He paused in front of the little shelter he had constructed for the girls. They slept. Loseis was lying with her head pillowed on Mary-Lou’s shoulder like a child. In her weakness she looked entirely the child, the sick child. At the sight of those transparent cheeks and bluish eyelids, Conacher’s breast was wrung with agony. The worst of overcoming the physical weakness was, that one then began to think again, with horrible clearness. How could he ask this exhausted child to go on any further? She was dearer to him than his life. Would it not be kinder to end her sufferings while she slept? She opened her eyes, and smiled at him enchantingly. That smile capped his agony. Swallowing the groan that was forced up by his breast, he smiled back, and staggered on.
Like all the prairie sloughs, this one lay in a dish-like depression surrounded by a shallow rim of grass. Conacher had made half his round of the bluff, when over this rim at a distance of about a hundred yards appeared a lumbering black body of an astonishing bigness. For an instant he thought his senses were failing him; he began to tremble violently; but he quickly realized that it was a veritable bear. A bear’s eye-sight is not very keen, and the animal had not seen him. He drew back amongst the little trees, struggling to control his excitement. You can not miss him! he kept telling himself.
The bear was evidently making for the bluff to breakfast off poplar bark. Conacher realized with a pang that he was directly in the wind of the animal. The bear was in no hurry. He turned aside to snuff and scratch at the roots of a clump of roses. He was the largest black bear that Conacher had ever seen. The big head was dwarfed by his mighty rump. His black pelt was grayed with moisture. The man’s mouth watered ridiculously. The bear turned towards him, and his heart began to thump. Then the animal changed his mind, and sauntered around the rim of the bench. Conacher, stepping with infinite care, kept pace with him amongst the little trees.
The bear disappeared over the edge of the rim, and Conacher’s heart almost broke. Should I go after him? he asked himself. No! he is bound to come to the bluff and the slough. The animal reappeared and hope flared up anew. He was heading towards the bluff again. He was no longer directly in Conacher’s wind, consequently the chance of getting him was better. But the deliberation of the beast well-nigh maddened the man. Bruin stood gazing off to the east as if he were debating the choice between this and some other feeding ground. He sat up on his haunches, and licked his paws. Finally he came lumbering towards the trees in a businesslike manner. Conacher raised his gun.
Before the bear had made half the distance that separated them, though Conacher had not moved, the animal’s mysterious instinct warned him of the presence of danger. He stopped with a woof! of alarm, and turning in his tracks, galloped back for the shelter of the rim. Conacher fired. The bear’s broad beam offered him a goodly mark, and he knew by the tremor that went through the animal that he had hit him: but it was not in a vulnerable spot. He galloped on without a pause. He disappeared over the encircling rim of grass. A voice seemed to cry inside Conacher: “You have lost your last chance!”
He found strength to run as if he had not been starved for four days. As he topped the rise, he saw the bear lying in the grass a hundred feet away; and a great, calm thankfulness filled his breast. It was all right! The animal was not dead, but disabled in his hind quarters. He lay with his head between his paws awaiting the end. Conacher dispatched him with a bullet through the brain.
Crying out: “A bear! I’ve got him!” Conacher dropped to his knees, and started instanter to skin his prey. Presently Mary-Lou who was more skillful at this job than he, relieved him.
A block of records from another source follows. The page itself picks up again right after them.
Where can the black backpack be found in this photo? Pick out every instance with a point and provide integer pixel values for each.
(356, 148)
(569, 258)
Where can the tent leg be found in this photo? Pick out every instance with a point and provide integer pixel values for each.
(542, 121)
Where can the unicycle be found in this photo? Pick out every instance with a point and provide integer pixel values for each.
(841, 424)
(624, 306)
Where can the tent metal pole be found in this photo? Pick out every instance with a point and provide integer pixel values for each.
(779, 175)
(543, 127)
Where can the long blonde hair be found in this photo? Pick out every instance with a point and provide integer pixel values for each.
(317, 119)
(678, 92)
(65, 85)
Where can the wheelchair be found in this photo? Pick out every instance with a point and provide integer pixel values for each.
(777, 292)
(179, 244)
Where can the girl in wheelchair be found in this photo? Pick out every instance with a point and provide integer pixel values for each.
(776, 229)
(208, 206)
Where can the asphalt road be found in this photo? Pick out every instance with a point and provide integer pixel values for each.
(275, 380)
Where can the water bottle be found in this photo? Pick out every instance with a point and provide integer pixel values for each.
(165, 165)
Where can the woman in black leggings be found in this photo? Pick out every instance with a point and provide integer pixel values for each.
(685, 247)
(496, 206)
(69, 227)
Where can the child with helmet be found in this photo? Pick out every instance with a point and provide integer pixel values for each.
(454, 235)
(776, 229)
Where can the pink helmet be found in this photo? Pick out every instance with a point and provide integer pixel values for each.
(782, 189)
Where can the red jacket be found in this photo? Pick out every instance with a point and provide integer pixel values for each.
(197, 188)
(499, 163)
Loseis stood looking on like a happy little ghost. They could not wait to skin the bear entire; but cut off a piece of meat, and ran back to the fire with it.
Conacher kept saying over and over like an old woman: “Mind! Mind! Only a little piece at first, or it will make you sick!”
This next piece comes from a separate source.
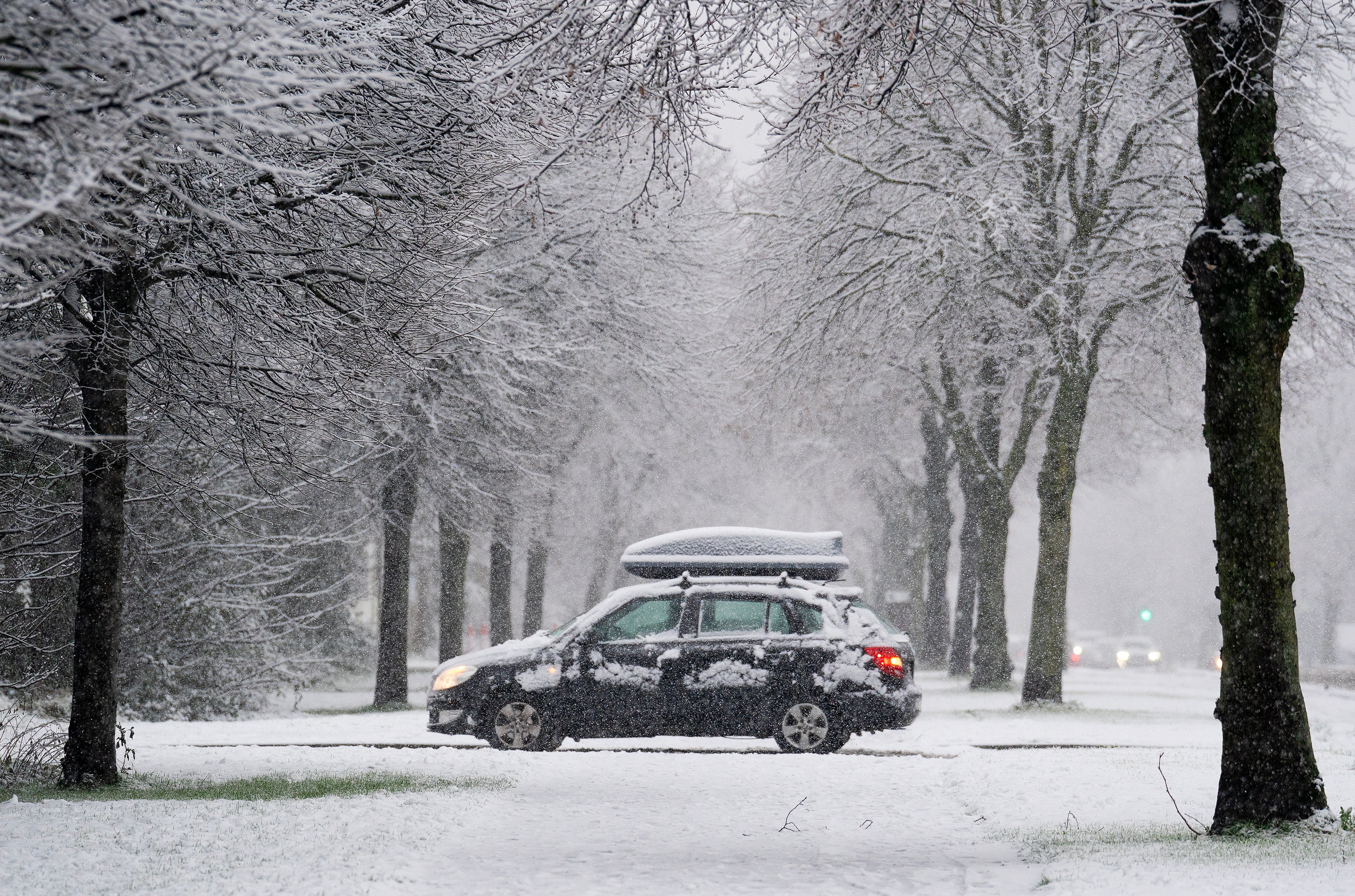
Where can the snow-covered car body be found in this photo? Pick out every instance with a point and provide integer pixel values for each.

“If there is meat, why not eat?” grumbled Mary-Lou.
Nevertheless she obeyed; and at first only three tiny pieces were set upon pointed sticks to roast over the fire. It may be guessed that they were not very well cooked before they were eaten. Conacher and Loseis nibbled them to make them go as far as possible. Mary-Lou saw no sense at all in this proceeding, but loyally followed their example.